‘All right,’ said Branko, ‘I will bring her down with the other cows.’
Stefano and Ileana spread themselves on the grass and told Branko about the fairy ring.
‘I’ve never seen one,’ said Branko wistfully; ‘what a chance!’
‘What would you wish for if you did find one?’ asked Stefano.
‘I don’t know,’ said Branko slowly, ‘but I think I’d wish for a house.’
Branko was an orphan. He lived with the schoolmaster and swept the schoolhouse, besides ringing the church bells and guarding cattle on holidays. At noon he always went home with Stefano and Ileana, and shared their dinner of hot corn on the cob. The great copper dish of corn stood on the porch and whoever was hungry came and got some. But though Branko was welcome everywhere he had no home of his own. So now, sitting on the hilltop with Stefano and Ileana and looking down on the thatched cottages, each with its golden patch of corn or pumpkins and its haze of smoke, he felt that a home counted for more than anything else.
They could see the big house at the end of the village, its gardens and orchards, and below them the schoolhouse. Not every village in Roumania has its school, and the children were proud of theirs, though they wished the lady who lived in the big house, and who had built the school, would not come so often to see if they were really in the classroom.

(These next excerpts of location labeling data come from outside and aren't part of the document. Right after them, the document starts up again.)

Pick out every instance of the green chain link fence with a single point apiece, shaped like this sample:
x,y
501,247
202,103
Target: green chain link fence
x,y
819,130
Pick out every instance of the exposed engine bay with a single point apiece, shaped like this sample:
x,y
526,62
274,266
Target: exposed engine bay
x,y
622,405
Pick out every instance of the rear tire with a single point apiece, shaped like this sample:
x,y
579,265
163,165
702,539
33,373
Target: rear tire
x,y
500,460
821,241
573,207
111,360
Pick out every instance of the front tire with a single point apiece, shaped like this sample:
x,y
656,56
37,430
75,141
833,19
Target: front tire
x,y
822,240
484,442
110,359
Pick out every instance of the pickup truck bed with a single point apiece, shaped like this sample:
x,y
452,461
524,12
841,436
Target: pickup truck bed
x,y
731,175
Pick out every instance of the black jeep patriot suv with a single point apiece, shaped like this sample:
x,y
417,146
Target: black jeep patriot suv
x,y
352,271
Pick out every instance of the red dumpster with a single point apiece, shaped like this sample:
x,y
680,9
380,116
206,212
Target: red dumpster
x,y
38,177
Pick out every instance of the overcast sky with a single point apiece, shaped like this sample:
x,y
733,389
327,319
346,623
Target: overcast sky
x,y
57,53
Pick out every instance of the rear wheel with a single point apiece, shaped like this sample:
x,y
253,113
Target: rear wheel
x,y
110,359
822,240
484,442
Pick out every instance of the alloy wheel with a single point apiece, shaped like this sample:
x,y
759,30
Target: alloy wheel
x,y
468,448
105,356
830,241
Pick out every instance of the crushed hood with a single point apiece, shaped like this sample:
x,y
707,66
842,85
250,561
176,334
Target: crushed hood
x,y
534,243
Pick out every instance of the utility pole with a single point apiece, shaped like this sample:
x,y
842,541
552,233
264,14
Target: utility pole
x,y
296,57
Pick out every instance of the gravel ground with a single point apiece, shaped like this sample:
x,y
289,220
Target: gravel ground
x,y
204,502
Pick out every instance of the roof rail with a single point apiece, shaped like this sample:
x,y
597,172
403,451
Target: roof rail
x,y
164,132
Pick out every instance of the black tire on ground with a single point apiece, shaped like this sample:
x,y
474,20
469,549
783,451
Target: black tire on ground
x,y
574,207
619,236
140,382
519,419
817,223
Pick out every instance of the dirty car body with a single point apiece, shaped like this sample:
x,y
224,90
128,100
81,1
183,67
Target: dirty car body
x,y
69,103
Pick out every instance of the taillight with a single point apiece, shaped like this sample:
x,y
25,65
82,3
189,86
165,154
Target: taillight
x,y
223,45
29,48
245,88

Across the valley there was a gap in the bare hills, like a piece notched out. That was the Pass. On the other side of it lay a beautiful mountain country in which was the king’s palace; but beyond their own valley the children had never gone.
‘Well, come on,’ said Stefano, at last, ‘let’s look for plums.’
They came out on the highway, which was lined with plum trees thick with fruit. It lay on the ground in purple-blue patches, so that it was not necessary to shake the trees or to climb them in order to get a basketful.